I've read various tutorials on "3D picking" around the web, but most of them seem to be either self contradictory, wrong, or gloss over points without explanation. I've searched the forum here and only found references to posts that then link to other poor quality explanations off-site.

Essentially, I'm trying to implement ray picking. That is, I'm transforming a point in OS-specific window coordinates, to GL world coordinates and then using that to cast a ray into the world in order to determine which objects were under the cursor when the user clicked the mouse. I already have working spatial data structures to do ray casting, so the problem is solely in actually doing the correct transformations to get from window-space to world-space.

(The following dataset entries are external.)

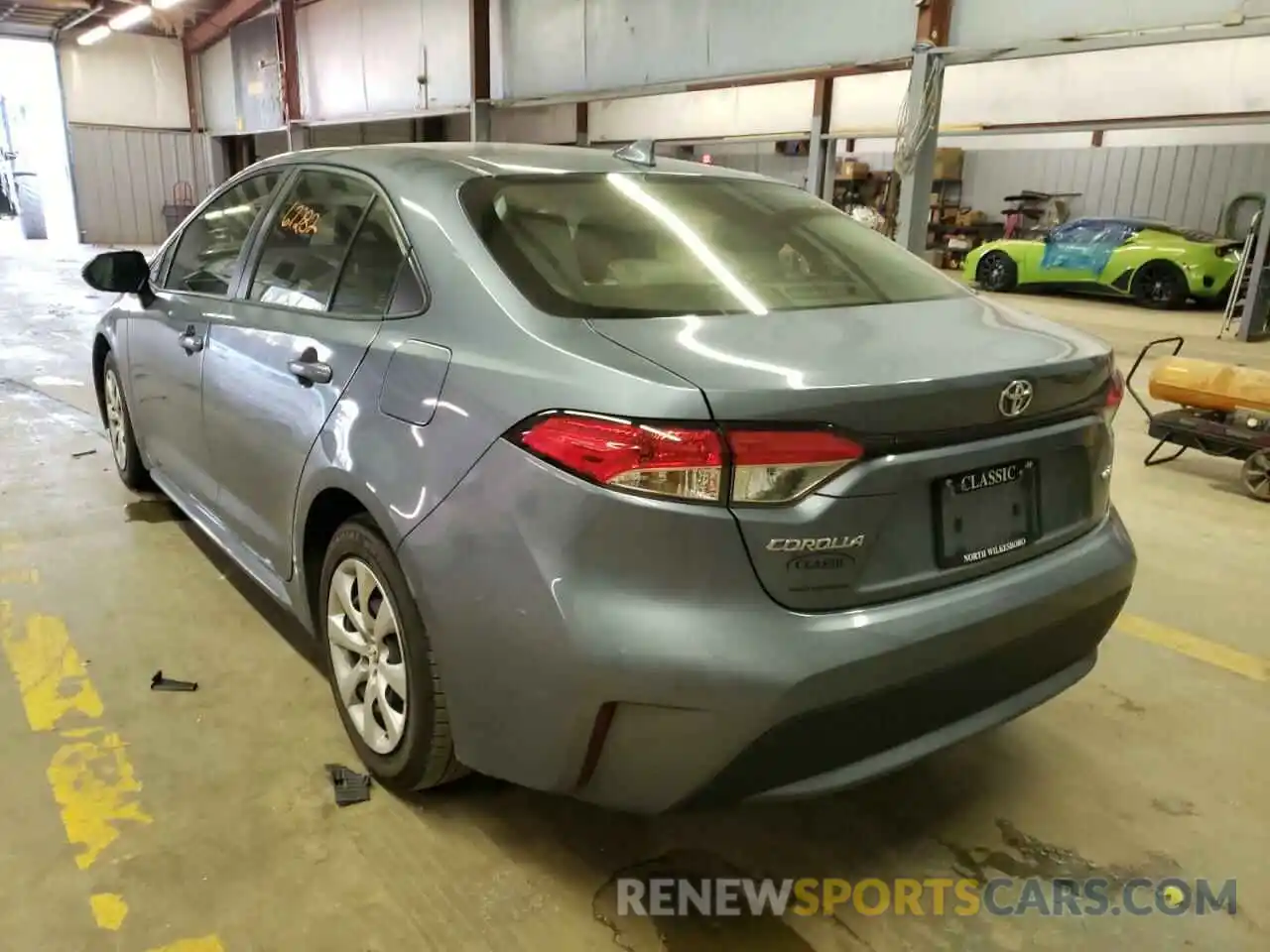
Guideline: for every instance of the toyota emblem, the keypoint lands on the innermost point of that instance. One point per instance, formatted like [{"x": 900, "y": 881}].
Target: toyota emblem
[{"x": 1015, "y": 399}]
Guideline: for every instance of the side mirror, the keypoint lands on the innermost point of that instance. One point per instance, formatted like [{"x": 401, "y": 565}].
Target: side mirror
[{"x": 118, "y": 273}]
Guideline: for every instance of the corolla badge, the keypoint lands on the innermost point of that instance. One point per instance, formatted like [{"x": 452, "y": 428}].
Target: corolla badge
[
  {"x": 1015, "y": 398},
  {"x": 822, "y": 543}
]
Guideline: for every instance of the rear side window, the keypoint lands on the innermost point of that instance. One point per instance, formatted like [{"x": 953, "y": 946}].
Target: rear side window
[
  {"x": 207, "y": 250},
  {"x": 312, "y": 234},
  {"x": 373, "y": 266},
  {"x": 636, "y": 245}
]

I'm using the songho.ca page (www.songho.ca/opengl/gl_transform.html) on matrix transformations as a reference.

According to every text I can find on the subject, I need to do the following:

  1. Transform window coordinates to viewport coordinates (by flipping the Y value and removing the viewport translation, for example)
  2. Transform the viewport coordinates to clip-space coordinates
  3. Multiply the clip-space coordinates by the inverse of the (projection * modelview) matrix

The first and third steps are no problem.

The problem is in the second step. In order to get from clip-space to normalized device coordinates, the clip-space coordinates are divided by their own w component. If all I have are 2D viewport coordinates, where do the z and w coordinates come from?